Palabras.
La tolerancia de la ciudadanía expañola, frente a la corrupción, es sinónimo de un desgaste moral profundo, una especie de resignación aprendida que termina convirtiéndose en indiferencia. En EXPAÑA, hemos pasado de la indignación a la costumbre, aceptando con pasividad escándalos que en otros tiempos habrían causado revuelo. La corrupción deja de ser vista como una excepción y se convierte en una parte más del sistema, lo que termina por socavar la confianza en las instituciones y minar la autoestima nacional.
El problema no es solo la falta de ética de quienes ostentan el poder, sino la normalización de su comportamiento. Si la desvergüenza no tiene coste y el abuso de poder no genera consecuencias, el mensaje que se transmite es claro: aquí todo vale. Y cuando un país se acostumbra a ese “todo vale”, su identidad y su moral se desmoronan.
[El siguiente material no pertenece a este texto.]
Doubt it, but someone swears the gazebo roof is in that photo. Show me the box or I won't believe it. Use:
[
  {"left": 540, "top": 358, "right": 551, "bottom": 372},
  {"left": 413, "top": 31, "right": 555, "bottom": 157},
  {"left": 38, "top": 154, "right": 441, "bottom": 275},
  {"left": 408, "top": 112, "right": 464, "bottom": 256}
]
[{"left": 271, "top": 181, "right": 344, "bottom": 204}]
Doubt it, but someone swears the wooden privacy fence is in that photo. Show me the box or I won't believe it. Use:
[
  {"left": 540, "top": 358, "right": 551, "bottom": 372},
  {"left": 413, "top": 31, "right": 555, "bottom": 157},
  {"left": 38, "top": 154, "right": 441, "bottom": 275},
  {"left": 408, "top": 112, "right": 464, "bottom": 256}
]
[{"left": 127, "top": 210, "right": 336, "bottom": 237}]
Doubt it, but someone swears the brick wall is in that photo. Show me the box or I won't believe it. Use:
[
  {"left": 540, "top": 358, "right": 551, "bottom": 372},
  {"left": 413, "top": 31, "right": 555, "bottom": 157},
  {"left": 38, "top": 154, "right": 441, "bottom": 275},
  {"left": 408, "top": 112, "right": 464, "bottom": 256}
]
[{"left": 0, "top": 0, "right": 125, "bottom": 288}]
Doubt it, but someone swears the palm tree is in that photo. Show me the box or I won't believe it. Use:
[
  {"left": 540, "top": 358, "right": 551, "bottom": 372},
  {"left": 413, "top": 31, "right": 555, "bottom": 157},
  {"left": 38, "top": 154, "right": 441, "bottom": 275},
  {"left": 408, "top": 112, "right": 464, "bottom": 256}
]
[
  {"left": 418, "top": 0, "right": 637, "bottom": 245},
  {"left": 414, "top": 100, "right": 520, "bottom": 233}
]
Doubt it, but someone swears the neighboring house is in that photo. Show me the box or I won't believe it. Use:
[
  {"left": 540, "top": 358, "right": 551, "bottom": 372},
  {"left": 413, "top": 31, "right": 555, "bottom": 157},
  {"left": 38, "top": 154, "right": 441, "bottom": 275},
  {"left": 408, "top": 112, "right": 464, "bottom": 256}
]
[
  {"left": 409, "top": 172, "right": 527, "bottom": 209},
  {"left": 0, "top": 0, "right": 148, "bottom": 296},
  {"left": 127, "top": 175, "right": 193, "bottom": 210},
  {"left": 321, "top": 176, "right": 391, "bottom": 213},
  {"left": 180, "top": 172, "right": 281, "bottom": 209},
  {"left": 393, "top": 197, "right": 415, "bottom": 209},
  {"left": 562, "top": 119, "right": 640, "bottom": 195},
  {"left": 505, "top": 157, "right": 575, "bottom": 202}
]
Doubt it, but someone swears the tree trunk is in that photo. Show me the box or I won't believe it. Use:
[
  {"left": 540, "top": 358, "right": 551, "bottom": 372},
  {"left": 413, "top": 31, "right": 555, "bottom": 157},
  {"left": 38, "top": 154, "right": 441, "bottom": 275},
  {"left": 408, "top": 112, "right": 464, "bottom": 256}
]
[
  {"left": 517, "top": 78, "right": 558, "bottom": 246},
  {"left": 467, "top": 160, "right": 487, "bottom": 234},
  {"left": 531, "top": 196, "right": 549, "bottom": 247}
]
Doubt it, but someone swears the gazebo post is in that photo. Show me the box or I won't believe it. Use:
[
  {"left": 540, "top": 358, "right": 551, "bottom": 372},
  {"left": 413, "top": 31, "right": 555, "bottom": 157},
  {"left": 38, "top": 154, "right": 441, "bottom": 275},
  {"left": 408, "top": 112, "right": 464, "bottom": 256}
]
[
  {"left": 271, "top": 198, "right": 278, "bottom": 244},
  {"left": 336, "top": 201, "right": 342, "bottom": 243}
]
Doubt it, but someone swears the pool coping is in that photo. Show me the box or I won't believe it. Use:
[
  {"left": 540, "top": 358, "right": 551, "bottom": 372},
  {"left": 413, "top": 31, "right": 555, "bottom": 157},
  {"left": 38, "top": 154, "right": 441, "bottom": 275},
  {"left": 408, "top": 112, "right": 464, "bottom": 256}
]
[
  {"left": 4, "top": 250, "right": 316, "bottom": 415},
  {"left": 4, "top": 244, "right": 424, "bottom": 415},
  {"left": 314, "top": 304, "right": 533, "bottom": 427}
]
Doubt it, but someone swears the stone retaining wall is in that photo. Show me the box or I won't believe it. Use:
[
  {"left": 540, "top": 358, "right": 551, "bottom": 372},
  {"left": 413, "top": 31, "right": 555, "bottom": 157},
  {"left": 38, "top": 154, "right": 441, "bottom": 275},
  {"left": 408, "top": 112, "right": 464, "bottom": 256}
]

Pero lo más peligroso, a mi juicio, no es la corrupción en sí, sino la indiferencia con la que se recibe. Un pueblo que deja de indignarse es un pueblo que ha bajado los brazos, que ha asumido que nada puede cambiar. Y cuando la ciudadanía pierde la capacidad de reaccionar, la nación deja de ser un proyecto común para convertirse en un simple reparto de poder y privilegios.